BYD, Grosso (Country manager Italia): "Con Inter innovativi e sempre in gioco"

La partnership triennale fra il Gruppo BYD e l’Inter “voluta fortemente da entrambi, mette in campo un’evoluzione della sponsorship, mette in campo il global. E quindi BYD Global, che scende in campo per dimostrare che questa partnership non è solo italiana e europea, ma è globale. Canalizza i principali mercati: la Cina ovviamente, dove l’Inter ha una enorme ‘fan base’ con oltre 100 milioni di supporter, il Sud America, dove siamo tra i primi cinque brand, il Brasile dove abbiamo sorpassato brand storici negli ultimi due mesi, con una ‘fan base’ di oltre 90 milioni. E ovviamente l’Europa, dove dobbiamo far crescere costantemente questa consapevolezza e l’Italia”. Lo ha detto Alessandro Grosso, country manager di Byd Italia, a margine dell’evento di presentazione della nuova partnership strategica a livello globale fra il Gruppo Byd e FC Internazionale Milano, al BPER Training Centre di Appiano Gentile (Como), il centro allenamenti dell’Inter.

“La partnership di BYD e Inter – sottolinea Grosso- si fonda su alcuni valori principali: l’essere sempre innovativi e mettersi sempre in gioco, la resilienza di alzarsi da una singola sconfitta, ma soprattutto eccellere e voler essere sempre i migliori col duro lavoro, ma anche con la tecnologia e l’ innovazione”.

“Lo faremo con i due brand, BYD per la flotta dirigenti e Denza per la flotta giocatori. – annuncia Grosso-. La prima versione, la Z9 GT, sarà rilasciata fra qualche mese per i giocatori.
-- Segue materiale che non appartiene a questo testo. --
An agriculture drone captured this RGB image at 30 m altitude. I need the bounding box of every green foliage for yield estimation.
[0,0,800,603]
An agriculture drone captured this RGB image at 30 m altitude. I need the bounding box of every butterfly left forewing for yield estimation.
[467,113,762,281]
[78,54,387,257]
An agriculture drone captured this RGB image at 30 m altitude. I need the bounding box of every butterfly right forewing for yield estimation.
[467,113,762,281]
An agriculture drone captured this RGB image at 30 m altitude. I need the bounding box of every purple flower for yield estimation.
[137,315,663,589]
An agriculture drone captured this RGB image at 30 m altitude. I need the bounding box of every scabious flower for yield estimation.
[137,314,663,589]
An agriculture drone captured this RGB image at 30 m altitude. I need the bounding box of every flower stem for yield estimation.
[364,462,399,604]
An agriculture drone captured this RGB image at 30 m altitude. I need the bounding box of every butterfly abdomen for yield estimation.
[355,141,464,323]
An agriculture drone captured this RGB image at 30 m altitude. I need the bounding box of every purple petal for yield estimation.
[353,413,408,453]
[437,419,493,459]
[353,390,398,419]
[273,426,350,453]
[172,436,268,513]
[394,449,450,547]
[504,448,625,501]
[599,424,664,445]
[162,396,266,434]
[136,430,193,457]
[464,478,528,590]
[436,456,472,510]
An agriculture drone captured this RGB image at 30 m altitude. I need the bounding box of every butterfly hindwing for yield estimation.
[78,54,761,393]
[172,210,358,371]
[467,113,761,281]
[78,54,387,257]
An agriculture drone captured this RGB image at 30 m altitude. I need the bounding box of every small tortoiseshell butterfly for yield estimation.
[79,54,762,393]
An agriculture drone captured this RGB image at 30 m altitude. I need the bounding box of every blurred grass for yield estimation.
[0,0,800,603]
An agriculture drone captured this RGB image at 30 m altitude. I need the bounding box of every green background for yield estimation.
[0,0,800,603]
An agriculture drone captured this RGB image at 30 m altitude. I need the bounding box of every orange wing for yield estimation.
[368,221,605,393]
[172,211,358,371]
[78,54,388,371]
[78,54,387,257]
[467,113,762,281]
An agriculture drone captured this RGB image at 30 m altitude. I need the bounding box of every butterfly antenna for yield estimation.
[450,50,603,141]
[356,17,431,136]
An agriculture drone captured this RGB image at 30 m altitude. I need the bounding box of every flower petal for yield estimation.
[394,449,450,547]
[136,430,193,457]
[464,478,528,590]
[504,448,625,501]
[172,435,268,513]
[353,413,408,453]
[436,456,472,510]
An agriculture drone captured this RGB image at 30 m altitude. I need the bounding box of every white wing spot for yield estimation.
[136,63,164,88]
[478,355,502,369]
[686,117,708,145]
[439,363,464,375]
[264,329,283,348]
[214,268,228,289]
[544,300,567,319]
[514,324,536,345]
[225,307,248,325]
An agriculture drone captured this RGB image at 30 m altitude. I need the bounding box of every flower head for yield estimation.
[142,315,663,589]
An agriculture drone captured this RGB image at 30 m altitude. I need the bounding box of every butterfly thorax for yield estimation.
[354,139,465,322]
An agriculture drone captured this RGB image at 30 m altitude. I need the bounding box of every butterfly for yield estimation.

Nel frattempo abbiamo creato proprio per loro, col manifesto tecnologico di BYD, la Silaion 7, una versione speciale Inter, customizzata, davvero una chicca. Questa versione sarà anche la base per una serie speciale limitata in accordo con l’Inter per dare ai tifosi più esigenti, ma anche più fortunati e più coraggiosi, una chicca”. L’Italia – conclude -“è uno dei principali mercati a livello europeo dopo appena 8 mesi. Dobbiamo arrivare prima possibile a 20.000 vetture per strada, siamo a 14.000 e 20.000 è la soglia minima di visibilità di un brand automotive in Italia. Direi che entro ottobre questo primo grosso obiettivo sarà centrato, oltre alla crescita di quota (siamo all’1,7%), al numero di ordini, al numero di concessionari. E’ una crescita organica che ci deve permettere di essere protagonisti in Italia, ma anche in Europa”.